Mizrachi-Nebenzahl Y, Lifshitz S, Teitelbaum R, Novick S, Levi A, Benharroch D, Ling E, Dagan R
Ben Gurion University of the Negev, Soroka University Medical Center, Beer-Sheva, Israel.
Clin Exp Immunol. 2003 Oct;134(1):23-31. doi: 10.1046/j.1365-2249.2003.02261.x.
Streptococcus pneumoniae infection may result in asymptomatic carriage, mucosal or invasive disease. We hypothesize that self-limiting or fatal disease outcome follows infection with S. pneumoniae differential activation of the host immune response. BALB/c and C57BL/6 mice were inoculated intranasally with S. pneumoniae serotype 3 strain WU2 and serotype 14 strain DW14 and mortality, bacterial load, pathological changes in the lungs and cytokines mRNA levels in the spleen were analysed. No differences between the C57BL/6 and the BALB/c inbred mice were observed except for the severity of their lung pathology and IL-4 expression. Infection of the two mouse strains with S. pneumoniae WU2 resulted in sepsis and death that occurred within 4 days post-inoculation. This death was preceded, in both mouse strains, in an increase over time of the lung bacterial load and bacteraemia. The lung pathology was characterized by diffuse pneumonia with marked congestion of the lungs. Analysis of mRNA expression of cytokines in the spleen revealed no alterations in tumour necrosis factor (TNF)-alpha, transforming growth factor (TGF)-beta, interleukin (IL)-12 and interferon (IFN)-gamma and induction of IL-10 and IL-4. The two strains of mice survived infection with S. pneumoniae DW14. This was accompanied by a reduction over time of lung bacterial load and bacteraemia. The lung pathology was characterized by focal lymphocyte infiltration and preserved architecture of the organ. Analysis of mRNA expression of cytokines in the spleen revealed a significant decrease in the levels of TNF-alpha, TGF-beta, IL-12 and IFN-gamma mRNA expression, which usually precedes cytokine protein expression. Interestingly, a significant increase in the levels of IL-4 mRNA expression was found in BALB/c mice only. This study suggests that differential activation or evasion of cytokine expression by S. pneumoniae virulent strains determines disease outcome regardless of the host's immunogenetic background.

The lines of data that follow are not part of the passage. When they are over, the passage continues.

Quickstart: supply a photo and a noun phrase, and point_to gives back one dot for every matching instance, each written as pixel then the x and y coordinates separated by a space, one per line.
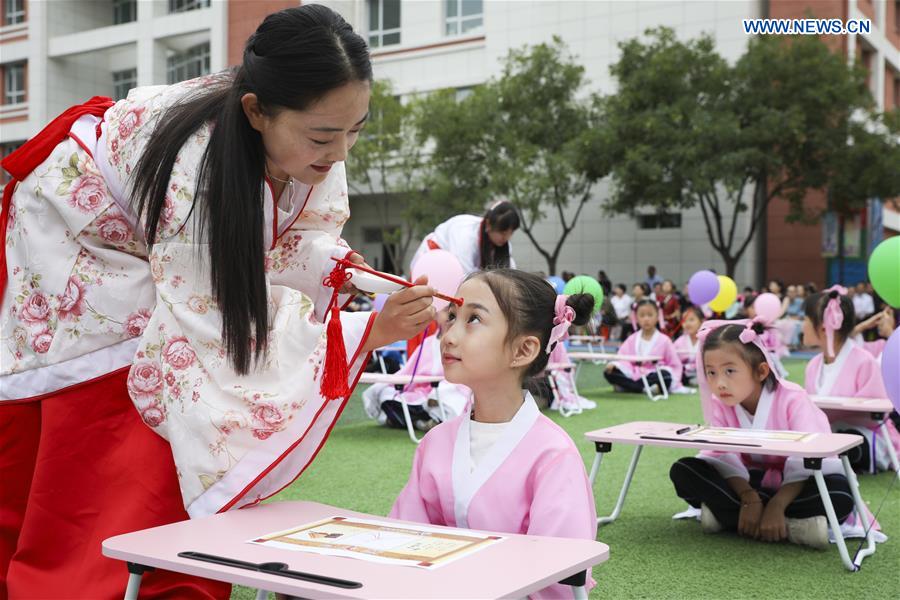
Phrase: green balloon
pixel 884 270
pixel 585 284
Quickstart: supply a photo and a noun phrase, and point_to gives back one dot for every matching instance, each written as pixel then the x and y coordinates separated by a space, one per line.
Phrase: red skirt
pixel 79 466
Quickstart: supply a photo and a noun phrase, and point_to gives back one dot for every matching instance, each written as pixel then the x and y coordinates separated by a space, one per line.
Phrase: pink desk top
pixel 610 356
pixel 559 366
pixel 514 567
pixel 819 445
pixel 853 404
pixel 395 379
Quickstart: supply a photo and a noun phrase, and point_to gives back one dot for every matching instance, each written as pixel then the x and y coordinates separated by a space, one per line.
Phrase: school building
pixel 55 54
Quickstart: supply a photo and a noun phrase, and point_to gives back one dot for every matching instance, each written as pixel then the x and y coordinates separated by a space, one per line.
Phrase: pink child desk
pixel 607 357
pixel 565 409
pixel 399 382
pixel 813 450
pixel 878 410
pixel 515 567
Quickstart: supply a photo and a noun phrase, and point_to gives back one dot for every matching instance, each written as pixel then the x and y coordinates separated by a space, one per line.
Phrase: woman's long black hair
pixel 501 217
pixel 294 58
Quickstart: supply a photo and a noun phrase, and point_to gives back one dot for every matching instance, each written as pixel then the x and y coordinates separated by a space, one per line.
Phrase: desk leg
pixel 406 417
pixel 861 513
pixel 662 383
pixel 617 510
pixel 135 573
pixel 886 440
pixel 437 396
pixel 832 518
pixel 574 378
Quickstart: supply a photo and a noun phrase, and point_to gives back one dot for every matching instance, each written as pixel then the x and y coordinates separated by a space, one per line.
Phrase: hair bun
pixel 583 304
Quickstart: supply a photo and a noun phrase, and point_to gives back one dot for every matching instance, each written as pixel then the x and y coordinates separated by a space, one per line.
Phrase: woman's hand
pixel 405 314
pixel 869 323
pixel 357 259
pixel 750 515
pixel 772 527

肺炎链球菌感染可能导致无症状携带、黏膜疾病或侵袭性疾病。我们推测,宿主免疫反应的差异激活导致了肺炎链球菌感染后自限性或致命性疾病的结果。将BALB/c和C57BL/6小鼠经鼻接种肺炎链球菌3型菌株WU2和14型菌株DW14,并分析死亡率、细菌载量、肺部病理变化以及脾脏中细胞因子mRNA水平。除了肺部病理严重程度和白细胞介素-4(IL-4)表达外,未观察到C57BL/6和BALB/c近交系小鼠之间存在差异。用肺炎链球菌WU2感染这两种小鼠品系均导致败血症和死亡,死亡发生在接种后4天内。在这两种小鼠品系中,死亡之前肺部细菌载量和菌血症均随时间增加。肺部病理特征为弥漫性肺炎伴肺部明显充血。对脾脏中细胞因子mRNA表达的分析显示,肿瘤坏死因子(TNF)-α、转化生长因子(TGF)-β、白细胞介素(IL)-12和干扰素(IFN)-γ无变化,而IL-10和IL-4被诱导。这两种小鼠品系在感染肺炎链球菌DW14后存活。这伴随着肺部细菌载量和菌血症随时间减少。肺部病理特征为局灶性淋巴细胞浸润且器官结构保留。对脾脏中细胞因子mRNA表达的分析显示,TNF-α、TGF-β、IL-12和IFN-γ mRNA表达水平显著降低,这通常先于细胞因子蛋白表达。有趣的是,仅在BALB/c小鼠中发现IL-4 mRNA表达水平显著增加。这项研究表明,肺炎链球菌毒力菌株对细胞因子表达的差异激活或逃避决定了疾病结果,而与宿主的免疫遗传背景无关。